When Sarai complained to Abram about Hagar’s new-found naughty attitude, Abram gave Sarai permission to do as she pleased with Hagar.
Long story short, Hagar – who was now pregnant, unloved, mistreated by her mistress, and without any protections – ended up running for her life!
Can you imagine how bad things much have been for Hagar? I can only imagine how bad Sarai’s treatment of her must have been if she thought running away into the desert was a better option. We need to read between the lines there.
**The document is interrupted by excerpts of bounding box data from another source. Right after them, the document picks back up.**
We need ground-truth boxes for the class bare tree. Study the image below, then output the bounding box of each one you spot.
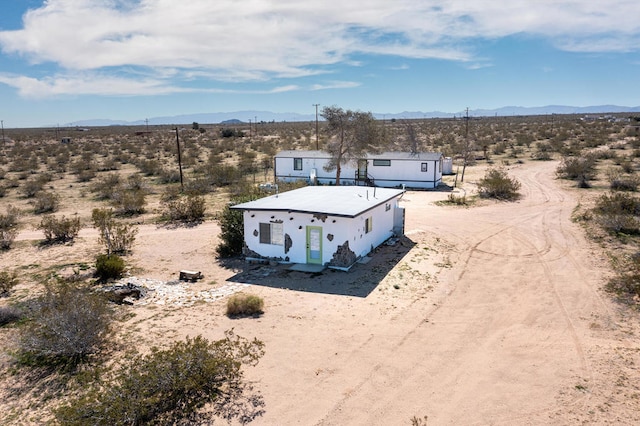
[321,106,384,185]
[402,120,419,154]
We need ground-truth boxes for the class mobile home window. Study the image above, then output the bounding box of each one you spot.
[260,223,284,246]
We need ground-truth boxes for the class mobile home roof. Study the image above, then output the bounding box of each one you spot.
[276,150,442,161]
[231,186,404,217]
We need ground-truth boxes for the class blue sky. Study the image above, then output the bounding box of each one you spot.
[0,0,640,128]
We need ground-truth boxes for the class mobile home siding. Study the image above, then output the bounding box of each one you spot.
[274,151,443,189]
[238,188,401,264]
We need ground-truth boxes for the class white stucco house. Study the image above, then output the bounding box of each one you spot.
[273,151,444,189]
[231,186,404,268]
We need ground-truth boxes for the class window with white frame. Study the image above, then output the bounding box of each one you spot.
[260,223,284,246]
[364,217,373,234]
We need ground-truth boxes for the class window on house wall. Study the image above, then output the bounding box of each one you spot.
[260,223,284,246]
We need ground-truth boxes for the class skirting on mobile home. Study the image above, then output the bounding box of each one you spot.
[273,151,444,189]
[231,186,404,268]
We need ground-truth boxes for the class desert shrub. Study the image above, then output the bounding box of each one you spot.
[113,188,147,216]
[164,194,206,222]
[55,331,264,425]
[610,176,638,192]
[227,293,264,317]
[439,194,469,206]
[136,160,162,176]
[216,205,244,257]
[478,168,520,200]
[0,271,18,297]
[0,306,22,327]
[91,209,138,254]
[220,128,244,138]
[38,215,80,243]
[493,141,509,155]
[96,254,125,281]
[33,191,60,214]
[77,168,96,182]
[20,178,44,198]
[620,159,636,174]
[0,205,20,250]
[160,186,182,203]
[18,282,113,367]
[531,142,553,161]
[556,156,596,183]
[90,173,120,200]
[593,192,640,234]
[605,253,640,300]
[160,168,180,183]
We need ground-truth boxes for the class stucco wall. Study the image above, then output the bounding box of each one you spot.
[274,157,442,188]
[243,198,397,264]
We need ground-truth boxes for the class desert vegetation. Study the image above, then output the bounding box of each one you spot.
[0,112,640,424]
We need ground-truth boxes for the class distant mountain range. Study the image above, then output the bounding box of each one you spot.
[67,105,640,127]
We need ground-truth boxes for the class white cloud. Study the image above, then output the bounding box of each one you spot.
[0,0,640,95]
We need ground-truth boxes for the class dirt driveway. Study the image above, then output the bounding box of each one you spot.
[3,162,640,426]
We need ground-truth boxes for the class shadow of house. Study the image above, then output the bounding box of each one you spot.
[222,236,415,298]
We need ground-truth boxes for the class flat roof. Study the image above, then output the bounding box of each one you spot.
[276,150,442,160]
[231,186,404,217]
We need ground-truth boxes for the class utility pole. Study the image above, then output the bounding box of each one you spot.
[313,104,320,151]
[175,126,184,191]
[460,107,469,182]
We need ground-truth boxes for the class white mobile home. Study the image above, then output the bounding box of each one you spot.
[273,151,444,189]
[231,186,404,268]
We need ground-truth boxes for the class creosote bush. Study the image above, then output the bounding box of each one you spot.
[38,215,80,243]
[33,191,60,214]
[55,331,264,426]
[96,253,126,281]
[605,253,640,300]
[164,194,206,222]
[227,293,264,317]
[0,271,19,297]
[478,168,520,200]
[0,205,20,250]
[592,192,640,234]
[0,306,23,327]
[91,209,138,255]
[17,282,113,368]
[556,155,596,188]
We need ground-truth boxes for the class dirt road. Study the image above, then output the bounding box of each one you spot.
[2,162,640,426]
[212,163,638,425]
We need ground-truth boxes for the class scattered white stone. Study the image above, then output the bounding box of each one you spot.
[119,277,251,306]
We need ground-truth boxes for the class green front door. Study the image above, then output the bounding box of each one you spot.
[358,160,368,179]
[307,226,322,265]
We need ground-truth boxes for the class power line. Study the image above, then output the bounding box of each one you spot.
[313,104,320,151]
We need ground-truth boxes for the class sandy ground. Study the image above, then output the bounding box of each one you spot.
[0,162,640,425]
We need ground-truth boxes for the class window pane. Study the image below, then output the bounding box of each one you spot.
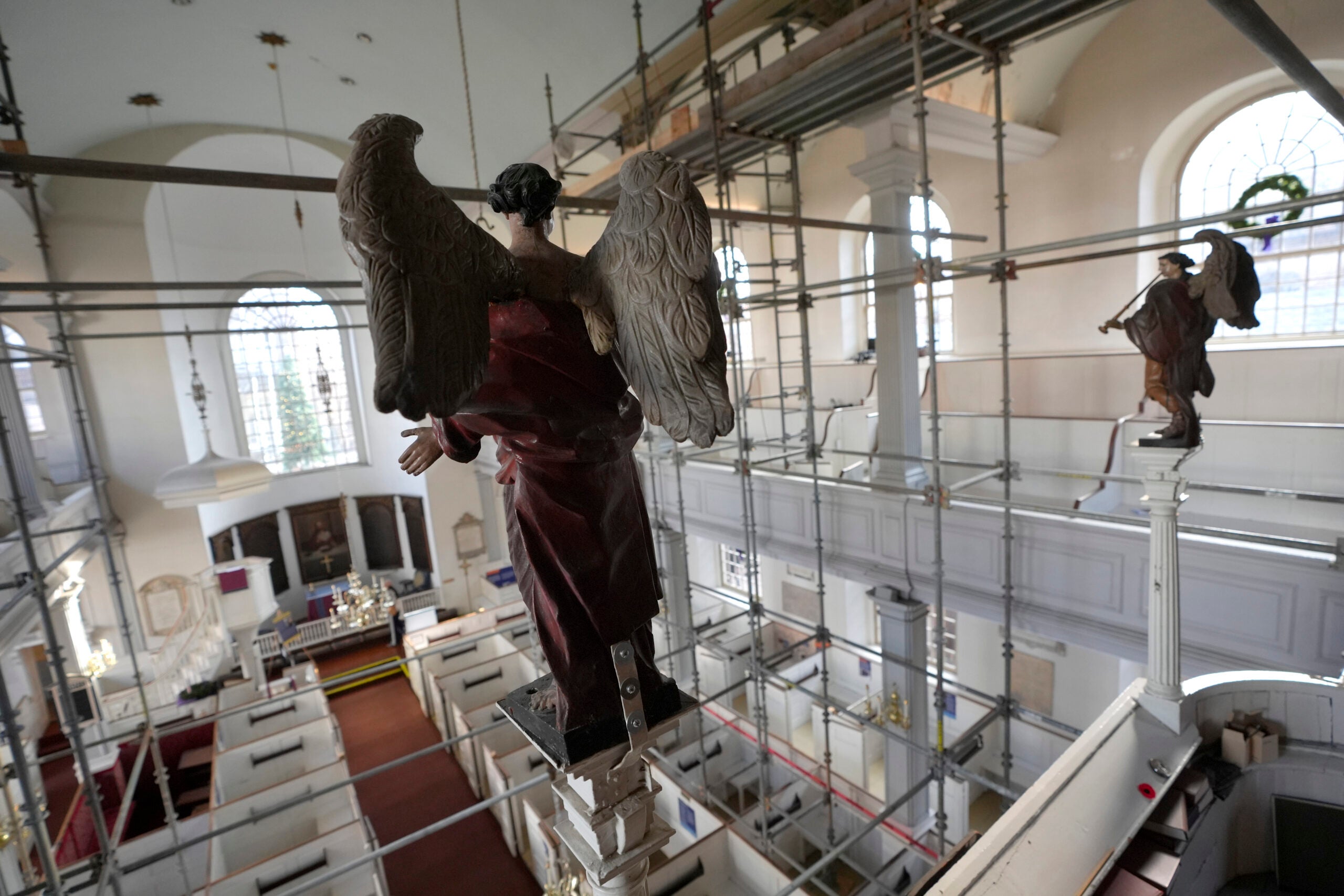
[715,246,755,361]
[0,324,47,434]
[1180,91,1344,339]
[228,289,359,473]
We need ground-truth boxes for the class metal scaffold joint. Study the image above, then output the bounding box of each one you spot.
[989,258,1017,283]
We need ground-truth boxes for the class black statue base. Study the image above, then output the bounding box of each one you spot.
[1138,431,1199,447]
[497,674,695,768]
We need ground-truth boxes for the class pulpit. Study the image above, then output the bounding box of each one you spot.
[200,557,276,682]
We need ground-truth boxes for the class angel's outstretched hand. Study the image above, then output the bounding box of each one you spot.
[396,426,444,476]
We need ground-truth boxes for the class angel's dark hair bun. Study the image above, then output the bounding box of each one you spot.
[487,161,561,227]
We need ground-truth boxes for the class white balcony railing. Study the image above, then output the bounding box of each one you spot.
[254,588,444,660]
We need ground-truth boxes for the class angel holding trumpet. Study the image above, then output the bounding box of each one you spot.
[338,114,732,732]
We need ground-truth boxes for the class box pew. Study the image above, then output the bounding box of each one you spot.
[434,653,538,739]
[215,690,331,752]
[410,634,518,731]
[117,813,209,896]
[484,744,552,858]
[211,716,345,807]
[737,778,826,865]
[402,600,527,716]
[649,827,789,896]
[746,654,821,743]
[207,821,387,896]
[209,762,360,880]
[523,799,583,887]
[649,764,723,858]
[453,701,528,805]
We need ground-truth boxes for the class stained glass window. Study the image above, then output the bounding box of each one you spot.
[1180,91,1344,339]
[228,289,359,473]
[863,196,953,352]
[0,324,47,434]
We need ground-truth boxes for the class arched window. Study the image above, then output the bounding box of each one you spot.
[715,246,755,364]
[1180,91,1344,339]
[0,324,47,435]
[863,196,953,352]
[228,289,359,473]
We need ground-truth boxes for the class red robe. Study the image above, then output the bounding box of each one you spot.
[433,298,663,731]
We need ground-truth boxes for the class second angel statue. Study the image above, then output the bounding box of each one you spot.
[336,114,732,757]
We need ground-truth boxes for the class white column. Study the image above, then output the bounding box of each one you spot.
[1135,447,1188,731]
[874,586,929,827]
[849,118,926,488]
[653,529,695,682]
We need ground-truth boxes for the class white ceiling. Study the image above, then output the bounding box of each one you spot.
[0,0,699,185]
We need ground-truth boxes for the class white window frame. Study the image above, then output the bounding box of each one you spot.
[1173,86,1344,346]
[216,287,368,478]
[859,196,957,355]
[925,606,957,676]
[713,246,755,367]
[719,544,751,594]
[0,321,47,435]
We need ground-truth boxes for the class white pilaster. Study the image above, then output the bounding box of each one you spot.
[849,111,927,488]
[1133,447,1190,732]
[875,587,929,827]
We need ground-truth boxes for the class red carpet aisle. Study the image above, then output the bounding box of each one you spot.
[319,644,542,896]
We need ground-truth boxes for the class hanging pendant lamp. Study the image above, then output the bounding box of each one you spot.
[154,329,271,509]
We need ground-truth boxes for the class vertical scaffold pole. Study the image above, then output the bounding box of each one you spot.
[993,52,1013,788]
[700,0,770,857]
[0,677,63,896]
[545,72,570,251]
[910,0,948,856]
[785,140,836,846]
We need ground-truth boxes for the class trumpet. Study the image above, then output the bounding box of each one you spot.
[1097,274,1161,333]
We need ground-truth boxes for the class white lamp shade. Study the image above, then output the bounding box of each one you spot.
[154,447,271,508]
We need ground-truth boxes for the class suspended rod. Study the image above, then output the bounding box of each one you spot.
[0,153,957,242]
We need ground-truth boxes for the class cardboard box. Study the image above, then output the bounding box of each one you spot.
[1250,731,1278,762]
[1223,728,1251,768]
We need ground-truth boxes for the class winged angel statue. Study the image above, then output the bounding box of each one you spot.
[336,114,732,732]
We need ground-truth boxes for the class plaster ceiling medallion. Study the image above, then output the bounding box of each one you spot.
[154,329,271,509]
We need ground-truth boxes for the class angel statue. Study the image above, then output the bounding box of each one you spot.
[1101,230,1259,447]
[336,114,732,752]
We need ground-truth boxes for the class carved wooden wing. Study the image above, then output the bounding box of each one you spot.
[336,114,523,420]
[1190,230,1259,329]
[571,152,732,447]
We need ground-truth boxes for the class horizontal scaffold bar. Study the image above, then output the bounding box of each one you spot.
[0,153,988,242]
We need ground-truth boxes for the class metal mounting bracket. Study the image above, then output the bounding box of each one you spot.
[606,641,649,781]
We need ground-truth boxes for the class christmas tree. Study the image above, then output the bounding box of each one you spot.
[276,357,327,473]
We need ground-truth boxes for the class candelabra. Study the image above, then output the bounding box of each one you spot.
[331,570,396,631]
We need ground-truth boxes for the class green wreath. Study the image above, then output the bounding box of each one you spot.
[1228,175,1312,230]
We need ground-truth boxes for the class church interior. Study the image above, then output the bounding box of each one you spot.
[0,0,1344,896]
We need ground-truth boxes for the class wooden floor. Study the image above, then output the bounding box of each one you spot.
[317,644,542,896]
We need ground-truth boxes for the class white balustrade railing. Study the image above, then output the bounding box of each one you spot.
[102,587,230,720]
[254,588,442,660]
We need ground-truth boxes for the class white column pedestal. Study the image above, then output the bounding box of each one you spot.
[874,586,930,829]
[1132,447,1190,732]
[551,713,684,896]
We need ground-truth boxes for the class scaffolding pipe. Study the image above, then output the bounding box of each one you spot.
[0,153,946,242]
[124,720,512,873]
[989,54,1013,800]
[0,658,65,896]
[774,140,836,845]
[1208,0,1344,125]
[774,775,933,896]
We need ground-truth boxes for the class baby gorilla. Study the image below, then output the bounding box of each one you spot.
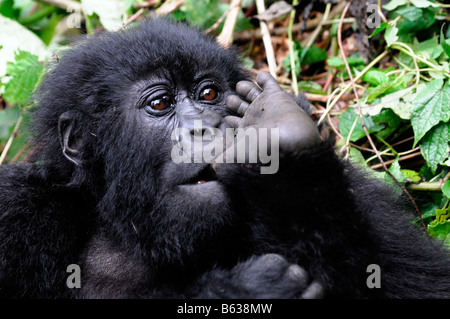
[0,19,450,298]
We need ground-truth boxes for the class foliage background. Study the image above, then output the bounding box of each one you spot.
[0,0,450,246]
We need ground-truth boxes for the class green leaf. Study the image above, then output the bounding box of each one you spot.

Things were far from good for her.
Shortly thereafter, “The Angel of the Lord” caught-up with Hagar near a spring in the desert:
“Hagar, slave of Sarai, where have you come from, and where are you going?” (v.8)
“I’m running away from my mistress Sarai,” she answered. (v.8)
Then the angel of the Lord told her, “Go back to your mistress and submit to her.” (v.9)
And here we have Hagar’s beautiful revelation:
“You are the God who sees me,” for she said, “I have now seen the One who sees me.” (v.13)
Even if we are experiencing the worst family crisis of our life, we have this assurance . . .
No matter how lonely we feel, no matter how dire our familial circumstances, God “sees” us and He knows exactly what we are going through.
He is a God who is “intimately acquainted” with all of our ways. (Psalm 139:9)
He seeks us out: Just as He pursued Hagar and comforted her in her time of distress, He “sees” us, and He stands ready to wrap His loving arms around us, if we’d only turn to him.
He sees our weary heart and He feels our pain.
We are not alone.
That is what I wanted my sweet sister in Christ to know.
No, I couldn’t make her situation disappear. I couldn’t take away her pain. I couldn’t stop the storm clouds (God’s appointed trial?) from swirling around her; but I wanted her to know that even while she is “hanging on,” our God, He “sees” her.
And to be seen by God is a powerful thing.